Além de gerar reclamações entre os brasilienses, a alta dos preços dos alimentos no Distrito Federal, sobretudo da cesta básica, preocupa os donos de supermercados. O Sindicato dos Supermercados do DF (Sindsuper) emitiu nota, na tarde de ontem, na qual aponta para “algumas práticas abusivas de preço” e alerta para “um possível desabastecimento”.

Na nota, a entidade afirma que os varejistas tem se esforçado para manter os preços e atribui a responsabilidade pela carestia ao setor agropecuário. “Os setores agrícolas com suas necessidades comerciais, incentivos fiscais a exportação que melhoram e muito a balança comercial brasileira, deixaram o mercado interno em sinal de alerta com relação ao desabastecimento em um momento tão delicado de pandemia que passamos agora”, diz a nota.

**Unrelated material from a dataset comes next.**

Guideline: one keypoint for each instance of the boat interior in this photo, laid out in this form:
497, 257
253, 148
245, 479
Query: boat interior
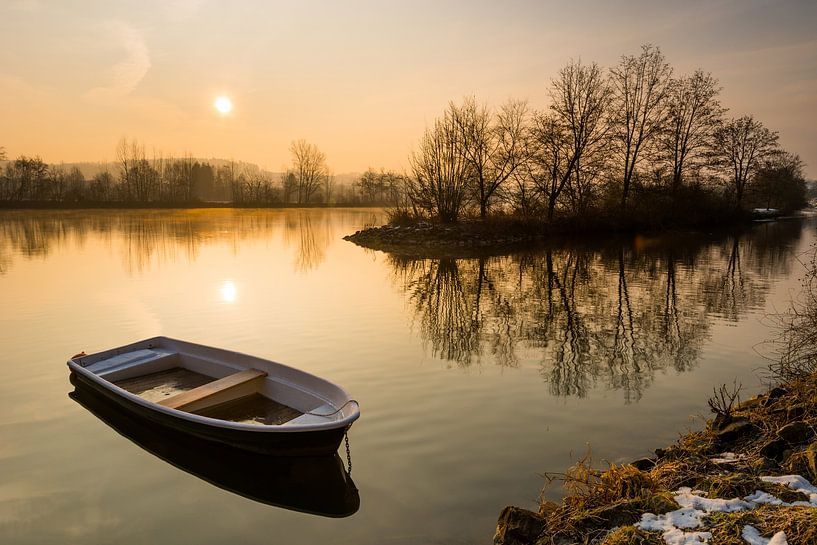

De acordo com dados do Índice Nacional de Preços ao Consumidor Amplo (IPCA), divulgado pelo Instituto Nacional de Geografia e Estatística (IBGE), o preço dos alimentos, na capital, chegou a subir 24,39% entre julho e agosto, como foi o caso do tomate, produto com a maior alta.

Reclamações

O arroz aumentou 6,31% de um mês para o outro e tem sido um dos principais alvos de reclamação do brasiliense. Moradores da capital e do entorno dizem que o preço do pacote de cinco quilos do arroz chega a R$ 30 em alguns supermercados.

Outros itens da cesta básica, como óleo de soja (13,98%), carne (6,31%) também tiveram aumentos expressivos. Entre nove grupos de produtos e serviços analisados no DF, seis tiveram aumento em agosto. Além dos alimentos, houve destaque para o setor de transporte. A gasolina, por exemplo, chegou ao terceiro mês seguido de alta, com variação de preço 5,73% maior, seguida pelo etanol, pneu e óleo diesel.